Riley recognizes the challenges ahead, “I hope people can recognize that the care that we give is really important and the impact that we can make on patients is really, really great, but we need to have some sort of revenue to continue to be here in the next hundred years.”

It’s a sentiment echoed by the Moose family when they talk about the future of their pharmacy and what community pharmacy in general might look like.

Moose Pharmacy

Joe shared, “the community depends on us because we've been here for so long, but there are a lot of communities that don't have access to that type of care. But the communities that have a pharmacy, like this, have over the years started to fill these needs. And if you take that away from that community, it really suffers. It doesn't just suffer in the healthcare, I don't have a place to get my drugs, but I don't have a coordinator of my care, or the jobs that we provide for the community. Community is a fabric and we're part of the weave of that fabric. And when you pull on that one thread long enough, the entire communities can crumble or dramatically change.”

“I firmly believe, with all of my heart, that if we would leave this community, the health and well-being of people who live in this area would decline.”

Moose Pharmacy

The Moose family is both realistic and optimistic about their role as part of healthcare.

Setting aside the challenges, “if my great-grandfather walked in today and saw what we're doing, one, I think he’d be super proud because I think we've stayed really true to that mission of taking care of the people, the community that we serve,” said Joe.

Ashley agreed, noting that, “knowing the foundation of Joe, his brother, his dad, Whit Moose Senior, they all have a very similar personality in that you can throw anything, any curve ball to them and they'll react very calmly. And they've always been good as a family of embracing change.”
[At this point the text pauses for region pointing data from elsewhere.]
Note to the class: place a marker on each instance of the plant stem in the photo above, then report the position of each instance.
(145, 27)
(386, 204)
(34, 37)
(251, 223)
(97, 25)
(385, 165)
“They would totally be impressed. And then when it comes to technology, that would, I'm sure, blow them away,” said Whit.

“In terms of the technology, I think he would like the fact that the technology allows us to spend more time face-to-face with folks and to really hear them out,” Joe added. “Because I never knew my great-grandfather, but I knew my grandfather very well. And it was all about listening to what folks are telling you, listening to what the community tells you, looking around seeing what the community needs and providing that.”

“That's what we're about. We want healthy food in the community. We want folks exercising. We want sidewalks and greenways and things for people to live a healthier lifestyle. And when they are in that position that they're sick, we want to make sure that we're using technology to identify that and do a really good job of communicating that.”

“So, I challenge my fellow clinicians, partners, pharmacies, physicians, health systems, everybody out there, to foster these meaningful collaborations and embrace them for better outcomes for everybody,” said Joe.